Microservices emerged 10 years ago as one of the examples of convergent evolution that sometimes happens in software. While the term can be credited to James Lewis and Martin Fowler at Thoughtworks, the global software consultant, similar ideas were being discussed by Adrian Cockcroft, then at Netflix and many other Silicon Valley firms. Amazon, Google and eBay were among the companies that independently arrived at more or less the same architectural pattern at roughly the same time.
In the decade since the term was coined, we’ve seen the rise of Kubernetes, service mesh and the beginnings of serverless, and we’re starting to see the influence of microservices being applied to the front end as well. Alongside horizontal scaling practices, microservices allow developers to deploy code more rapidly, favoring the replaceability of components over their maintainability.
For better or worse microservices have become, for many, the default architectural choice. For organizations with autonomous teams and loosely coupled systems, microservices can work well, but they bring the complexity inherent in working with any distributed system.
“I make the case strongly for the significant benefits of public cloud over private cloud and data centers, which I think are very clear cut. In many cases it’s fear holding people back in those situations” Sam Newman, the independent tech consultant who is seeing the second edition of his book “Building Microservices” published in August, told The New Stack. “But with microservices, the world is much, much more complex than that.”
With this in mind, a decade into the microservices era it is interesting to think about where we’ve got to, and what issues we still need to resolve.
Taking Stock: Deployment and Runtimes
Likewise, good monitoring options abound. The emergence of OpenTelemetry is particularly significant. Formed through the merger of OpenTracing and OpenCensus, it has wide vendor and language support, providing standardization as to what the distributed telemetry data looks like. This means that developers need only instrument their code once, and can then swap and change monitoring tools, comparing competing solutions and even running multiple different monitoring solutions in production for different needs.
The picture gets a little murkier, however, when we look at deployment and runtimes. Kubernetes, which has become more-or-less synonymous with microservices, suffers from burgeoning complexity, prompting Adrian Mouat, chief scientist at Container Solutions, a cloud native consultancy, to speculate that we will see competitors arise to it.
“It’s worth noting that the complexity isn’t just hidden under the hood. It’s spilling out into the interface and impacting users,” Mouat said. “It’s still fairly easy to hack at
kubectl run and get a demo up and running. But running production apps and figuring out how to expose them securely requires understanding a wealth of different features that inevitably result in YAML files longer than most microservice source code.”
Newman summed up an essential challenge: “Kubernetes is not developer friendly. It stuns me that we still don’t have a good, reliable, Heroku-like abstraction that is widely used on top of Kubernetes.”

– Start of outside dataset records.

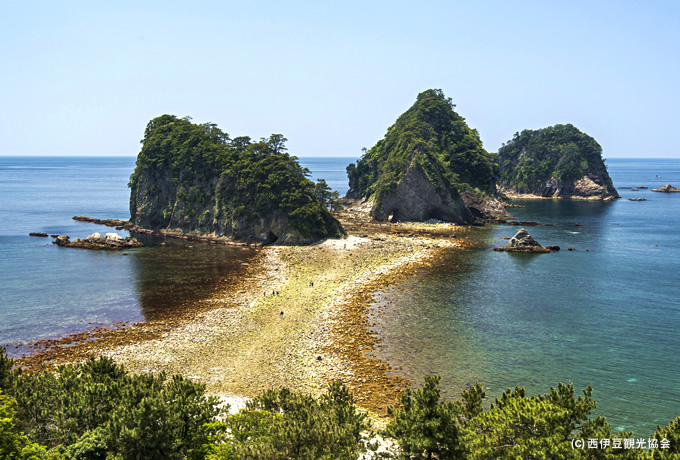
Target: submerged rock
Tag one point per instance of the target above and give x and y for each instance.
(668, 188)
(97, 241)
(523, 242)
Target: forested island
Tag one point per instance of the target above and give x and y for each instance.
(430, 164)
(195, 178)
(555, 162)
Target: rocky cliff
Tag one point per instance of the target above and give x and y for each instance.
(555, 162)
(195, 179)
(430, 164)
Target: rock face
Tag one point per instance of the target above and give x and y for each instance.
(555, 162)
(430, 164)
(668, 188)
(111, 241)
(194, 179)
(523, 242)
(416, 199)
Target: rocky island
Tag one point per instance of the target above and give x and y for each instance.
(111, 241)
(194, 179)
(430, 164)
(523, 242)
(555, 162)
(668, 188)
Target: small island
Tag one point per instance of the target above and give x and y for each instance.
(555, 162)
(429, 165)
(668, 188)
(195, 179)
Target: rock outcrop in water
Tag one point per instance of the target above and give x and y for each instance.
(523, 242)
(668, 188)
(430, 164)
(111, 241)
(555, 162)
(194, 179)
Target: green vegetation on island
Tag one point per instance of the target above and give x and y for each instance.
(558, 161)
(97, 410)
(424, 164)
(194, 177)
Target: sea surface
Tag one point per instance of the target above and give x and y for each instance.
(605, 314)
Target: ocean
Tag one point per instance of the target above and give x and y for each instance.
(605, 314)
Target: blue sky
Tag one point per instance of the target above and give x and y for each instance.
(84, 78)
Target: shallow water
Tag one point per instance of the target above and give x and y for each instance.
(605, 314)
(47, 291)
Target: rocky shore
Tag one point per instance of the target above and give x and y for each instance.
(296, 317)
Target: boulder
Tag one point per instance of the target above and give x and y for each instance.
(668, 188)
(523, 242)
(97, 241)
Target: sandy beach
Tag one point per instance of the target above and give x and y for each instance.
(295, 317)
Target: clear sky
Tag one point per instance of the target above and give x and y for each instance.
(84, 77)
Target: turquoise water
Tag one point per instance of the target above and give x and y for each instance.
(47, 291)
(605, 314)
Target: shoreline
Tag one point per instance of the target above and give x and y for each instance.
(237, 342)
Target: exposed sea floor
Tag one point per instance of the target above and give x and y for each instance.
(605, 314)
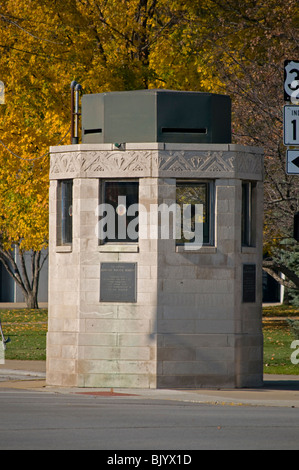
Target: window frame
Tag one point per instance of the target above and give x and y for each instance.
(103, 184)
(248, 214)
(64, 224)
(211, 208)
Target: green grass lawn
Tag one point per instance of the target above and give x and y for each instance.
(27, 330)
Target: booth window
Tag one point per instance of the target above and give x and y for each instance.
(119, 212)
(248, 194)
(188, 196)
(64, 212)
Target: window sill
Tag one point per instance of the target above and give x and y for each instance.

Spotify’s director of engineering, Pia Nilsson, has talked about the average 60 days it took for the rapidly scaling company’s new engineers to merge their 10th pull request. In response, the company spun up a developer portal, Backstage, now a sandbox project at the Cloud Native Computing Foundation.

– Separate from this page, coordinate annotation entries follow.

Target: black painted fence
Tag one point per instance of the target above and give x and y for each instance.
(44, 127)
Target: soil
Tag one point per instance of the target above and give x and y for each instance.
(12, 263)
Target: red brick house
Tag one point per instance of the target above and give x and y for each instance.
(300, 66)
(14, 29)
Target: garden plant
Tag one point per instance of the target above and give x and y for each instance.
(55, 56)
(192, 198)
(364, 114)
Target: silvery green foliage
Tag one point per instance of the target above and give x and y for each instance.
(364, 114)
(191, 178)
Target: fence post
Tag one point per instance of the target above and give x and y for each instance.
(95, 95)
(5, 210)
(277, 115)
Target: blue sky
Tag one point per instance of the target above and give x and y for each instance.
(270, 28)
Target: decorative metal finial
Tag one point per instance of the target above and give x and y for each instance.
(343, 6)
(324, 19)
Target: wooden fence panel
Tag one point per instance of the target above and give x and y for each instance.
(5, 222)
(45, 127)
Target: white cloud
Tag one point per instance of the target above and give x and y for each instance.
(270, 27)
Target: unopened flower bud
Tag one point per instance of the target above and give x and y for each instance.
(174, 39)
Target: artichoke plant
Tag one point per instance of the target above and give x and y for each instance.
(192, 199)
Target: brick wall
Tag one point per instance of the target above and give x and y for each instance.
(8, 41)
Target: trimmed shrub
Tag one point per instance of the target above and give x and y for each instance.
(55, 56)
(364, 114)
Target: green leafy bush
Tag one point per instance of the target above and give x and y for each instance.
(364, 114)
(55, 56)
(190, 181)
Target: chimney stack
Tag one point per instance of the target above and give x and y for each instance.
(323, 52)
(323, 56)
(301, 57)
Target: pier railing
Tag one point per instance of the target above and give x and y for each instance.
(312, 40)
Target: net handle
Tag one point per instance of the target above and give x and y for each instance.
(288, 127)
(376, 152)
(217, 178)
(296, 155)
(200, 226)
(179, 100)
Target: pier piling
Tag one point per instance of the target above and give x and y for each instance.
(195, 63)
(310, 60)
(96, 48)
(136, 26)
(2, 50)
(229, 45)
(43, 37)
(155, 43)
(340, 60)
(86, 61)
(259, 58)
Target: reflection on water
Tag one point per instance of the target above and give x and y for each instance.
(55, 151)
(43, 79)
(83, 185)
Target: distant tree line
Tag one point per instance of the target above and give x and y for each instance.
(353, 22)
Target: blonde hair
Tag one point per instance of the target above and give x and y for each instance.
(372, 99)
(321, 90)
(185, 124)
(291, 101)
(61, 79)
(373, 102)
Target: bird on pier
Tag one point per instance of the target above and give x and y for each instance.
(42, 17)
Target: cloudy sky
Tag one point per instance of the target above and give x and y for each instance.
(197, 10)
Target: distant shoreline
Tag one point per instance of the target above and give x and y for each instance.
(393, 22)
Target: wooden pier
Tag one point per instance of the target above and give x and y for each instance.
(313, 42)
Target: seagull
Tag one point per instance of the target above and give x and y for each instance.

Netflix has put a great deal of emphasis on DevEx — the company’s “paved road” for developers — using it to help accelerate the adoption of new technologies such as GraphQL. Likewise we’ve seen the rise of developer platforms both built in-house and via vendors like Humanitec. Ambassador Labs has the related concept of a developer control plane — which, its website claims, “enables developers to control and configure the entire cloud development loop in order to ship software faster.”
“Kubernetes is not developer friendly. It stuns me that we still don’t have a good, reliable, Heroku-like abstraction that is widely used on top of Kubernetes.”
—Sam Newman, author of Building Microservices
Daniel Bryant, director of developer relations at Ambassador Labs, told the New Stack, “If you look at what companies like Airbnb, Shopify and Lunar are doing, there is a clear commonality between them. They are creating a Heroku-like CLI for their developers, so that a command like ‘create new microservice’ spins up some scaffolding, plugs into CI, plugs into pipelines, plugs into observability. The question is, what is the abstraction you expose to developers so they get the visibility they need and also make the requirements they need clear as well?”
Stepping up a level, Bryant continued, “Developers need to specify certain operational characteristics: this is a memory heavy service; this service needs low latency; this service needs to be very close to that service. At the moment you do this by spinning up Kubernetes and writing lots of YAML. The abstraction isn’t quite right there, particularly as you bring in other mechanisms for deployment such as serverless and low code/no code.
“I wonder if the winner will be whoever has the right abstractions exposed via the platform, and then leaves it up to the engineers how to package their code — but the way they package it is the same, and the platform exposes some properties which traditionally have been operational properties.”
Open Application Model
A couple of other initiatives regarding Kubernetes are worth tracking. Jointly created by Microsoft and Alibaba Cloud, the Open Application Model (OAM) is a specification for describing applications that separate the application definition from the operational details of the cluster. It thereby enables application developers to focus on the key elements of their application rather than the operational details of where it deploys.
Crossplane is the Kubernetes-specific implementation of the OAM. It can be used by organizations to build and operate an internal platform-as-a-service (PaaS) across a variety of infrastructures and cloud vendors, making it particularly useful in multicloud environments, such as those increasingly commonly found in large enterprises through mergers and acquisitions.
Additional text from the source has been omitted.